Criteria of Equalizing and Differentiation

Auther : Dr. Tareq Asad-AlAsad,

Criteria of Equalizing and Differentiation

Between Riwayah (Narration)

and Shahadah (Witnessing)

in Transmitting Hadith.

Dr. Tareq Asad-AlAsad,

Lecturer at The Humanities and Social Sciences Department, Faculty of Sciences & Arts, the Hashemite University, Jordan.

This paper aims at clarifying an issue of Hadith science, frequently used by Usoul scholars when they discuss the value of accounts reported by a single narrator. This issue is the aspects of agreement and difference between witness and reporting in regard to acceptance or rejection. In this paper, points from both Usoul and Hadith scholars’ various works were collected. The findings of the research are as follows:

-Both witness and reporting are source of knowledge, but witness is confined to what was witnessed.

-Both are accepted as a source of knowledge and of action too, as in the case of Allah (AWT)’s statement and witness about Himself.

-The report of one is accepted if he has the qualifications of the witness concerning rights: Islam, puberty, saneness, exactness, truthfulness, honesty, integrity, alertness and remembering.

-Its sufficiency for actions is proved by NASS (text), but it does not necessitate knowledge because the credibility of the reporter or the witness is not certain per se due to lack of infallibility.

-Obligation (wujoub) could be based upon the accounts of the one reporter and the witness, but truthfulness and falsehood in both still probable.

-Reporting or witness is not acceptable from a person proved to be evil-doer or insane, or a one whose integrity is unknown.

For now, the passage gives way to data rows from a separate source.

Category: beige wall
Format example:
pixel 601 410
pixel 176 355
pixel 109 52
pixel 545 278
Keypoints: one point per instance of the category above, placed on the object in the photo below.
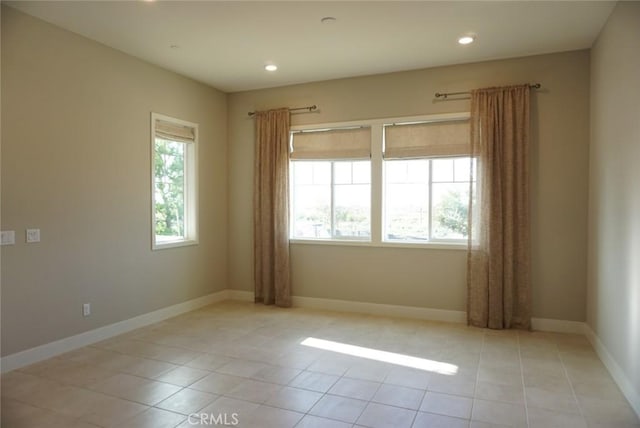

-Witness could be used to prove the authenticity of an account. In such a case, it is like a second report that supports another one.

The most prominent differences between a reporter and a witness are:

-A report is general, because it is a bit of legislation addressed to whoever addressable, while the witness delivered in front of a judge is directed to a specific person.

-Number is not required in reporting, but it is in the witness if required by the Sharia.

-Masculinity is not a condition for accepting reports in any case, while it is in witness in some cases.

-Freedom (Non-slavery) is not a condition in reporting, while it is in witness in all cases.

-Apprehension (Tamyeez) is a condition in the reporter’s reception of the report, while in the witness puberty is a condition at the reception and the delivery as well.

-In reporting, not in witness, ascribing( عنعنة) is acceptable.

-Change in the meaning of Hadith is subtler than in witness, due to the frequent ascription and changing of words.

-The witness of a liar who repented is acceptable, but not his narration out of precaution and protection of hadiths.